"Did you pay a high price for him?" inquired Robineau with a sarcastic smile.

The girl did not reply for some seconds; then she lowered her eyes and said:

"He was given to me—he cost me nothing. The person who made me the gift told me that he could not give me a more faithful guardian."

"Had I been in his place," said Edouard, "I would have done the same. Your situation is not without danger, and fidelity is assuredly the greatest safeguard of innocence and beauty."

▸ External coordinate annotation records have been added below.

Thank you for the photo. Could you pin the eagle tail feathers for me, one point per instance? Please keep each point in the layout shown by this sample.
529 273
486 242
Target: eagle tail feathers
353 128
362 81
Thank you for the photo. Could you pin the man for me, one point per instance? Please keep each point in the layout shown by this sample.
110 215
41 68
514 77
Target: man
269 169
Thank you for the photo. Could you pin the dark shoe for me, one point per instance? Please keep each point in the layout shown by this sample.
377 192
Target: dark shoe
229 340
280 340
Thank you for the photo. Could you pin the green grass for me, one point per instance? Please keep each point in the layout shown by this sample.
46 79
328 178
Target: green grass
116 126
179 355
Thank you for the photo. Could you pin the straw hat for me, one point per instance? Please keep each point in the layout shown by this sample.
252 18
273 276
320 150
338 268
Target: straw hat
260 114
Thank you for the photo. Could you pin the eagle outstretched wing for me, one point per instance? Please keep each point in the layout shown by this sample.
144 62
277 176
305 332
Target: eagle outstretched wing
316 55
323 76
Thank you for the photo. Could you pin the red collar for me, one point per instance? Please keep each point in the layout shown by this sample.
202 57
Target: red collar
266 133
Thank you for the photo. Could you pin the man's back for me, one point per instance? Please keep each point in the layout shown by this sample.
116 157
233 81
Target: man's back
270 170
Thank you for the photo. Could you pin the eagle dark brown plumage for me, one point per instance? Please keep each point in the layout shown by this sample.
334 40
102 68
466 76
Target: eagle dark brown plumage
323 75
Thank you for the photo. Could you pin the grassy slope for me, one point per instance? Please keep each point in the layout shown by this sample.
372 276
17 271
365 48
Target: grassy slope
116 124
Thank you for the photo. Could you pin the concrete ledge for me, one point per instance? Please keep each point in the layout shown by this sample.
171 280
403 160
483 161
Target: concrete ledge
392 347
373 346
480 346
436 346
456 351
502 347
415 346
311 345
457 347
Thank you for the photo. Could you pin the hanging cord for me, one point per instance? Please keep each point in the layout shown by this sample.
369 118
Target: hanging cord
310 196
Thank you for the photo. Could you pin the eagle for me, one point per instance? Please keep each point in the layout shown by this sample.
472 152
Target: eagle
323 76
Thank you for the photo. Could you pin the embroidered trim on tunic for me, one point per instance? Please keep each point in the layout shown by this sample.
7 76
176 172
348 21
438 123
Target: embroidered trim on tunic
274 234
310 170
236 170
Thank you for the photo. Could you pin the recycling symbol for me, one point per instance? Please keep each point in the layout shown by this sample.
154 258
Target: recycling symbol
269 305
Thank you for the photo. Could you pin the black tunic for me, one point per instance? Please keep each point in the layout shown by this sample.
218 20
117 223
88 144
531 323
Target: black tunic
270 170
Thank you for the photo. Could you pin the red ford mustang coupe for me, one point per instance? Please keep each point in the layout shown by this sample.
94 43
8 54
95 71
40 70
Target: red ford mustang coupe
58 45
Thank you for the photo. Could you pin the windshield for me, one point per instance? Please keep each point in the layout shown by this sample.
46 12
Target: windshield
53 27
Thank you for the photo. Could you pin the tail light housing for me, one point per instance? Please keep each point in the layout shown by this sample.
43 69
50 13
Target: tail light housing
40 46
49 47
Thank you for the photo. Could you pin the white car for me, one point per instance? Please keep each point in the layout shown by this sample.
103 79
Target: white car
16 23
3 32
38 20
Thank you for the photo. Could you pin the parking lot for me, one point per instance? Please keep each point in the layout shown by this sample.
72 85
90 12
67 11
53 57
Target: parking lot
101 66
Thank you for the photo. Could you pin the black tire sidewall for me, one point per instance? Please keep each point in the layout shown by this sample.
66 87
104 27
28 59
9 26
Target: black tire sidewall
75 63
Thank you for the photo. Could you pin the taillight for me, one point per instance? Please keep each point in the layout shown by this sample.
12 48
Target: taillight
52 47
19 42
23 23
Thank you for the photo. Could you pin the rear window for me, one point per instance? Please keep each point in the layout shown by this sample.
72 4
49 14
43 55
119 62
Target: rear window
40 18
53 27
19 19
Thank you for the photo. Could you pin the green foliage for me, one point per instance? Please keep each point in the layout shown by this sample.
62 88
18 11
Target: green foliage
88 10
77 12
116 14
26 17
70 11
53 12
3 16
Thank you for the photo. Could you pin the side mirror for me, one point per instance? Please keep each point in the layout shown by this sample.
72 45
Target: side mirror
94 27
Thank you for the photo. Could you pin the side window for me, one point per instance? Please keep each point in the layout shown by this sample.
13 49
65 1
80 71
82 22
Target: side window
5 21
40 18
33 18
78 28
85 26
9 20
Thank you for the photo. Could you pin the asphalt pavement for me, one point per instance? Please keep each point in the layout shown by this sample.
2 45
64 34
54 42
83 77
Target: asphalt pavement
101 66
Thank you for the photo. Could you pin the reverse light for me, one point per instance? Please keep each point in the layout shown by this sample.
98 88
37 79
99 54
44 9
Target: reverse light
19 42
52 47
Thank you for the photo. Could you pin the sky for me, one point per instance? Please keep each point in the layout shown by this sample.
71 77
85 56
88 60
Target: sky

Isaure looked up at Edouard and seemed to thank him with a smile; while Robineau shook his head and stuffed himself with bread and butter.

"But," said Alfred, "you live near a place against which all of Vaillant’s vigilance would be of no avail, assuming the reports that are current hereabout to be true."

"Ah! do you mean the house across the way?" said Isaure smiling, "where the people of the mountains declare that there are ghosts?"

"Exactly.—So you are not afraid of these ghosts?"

"Oh! no, monsieur! I know very well that it’s all nonsense. In my dear mother’s time, the mountaineers used to tell us sometimes that we ought to go away from this dangerous valley. But that only made us laugh. We knew that there was no danger here; for nothing ever happened to us."

"And don’t you ever see lights in the White House at night," asked Robineau, "or hear noises? Don’t you ever see the black ghost?"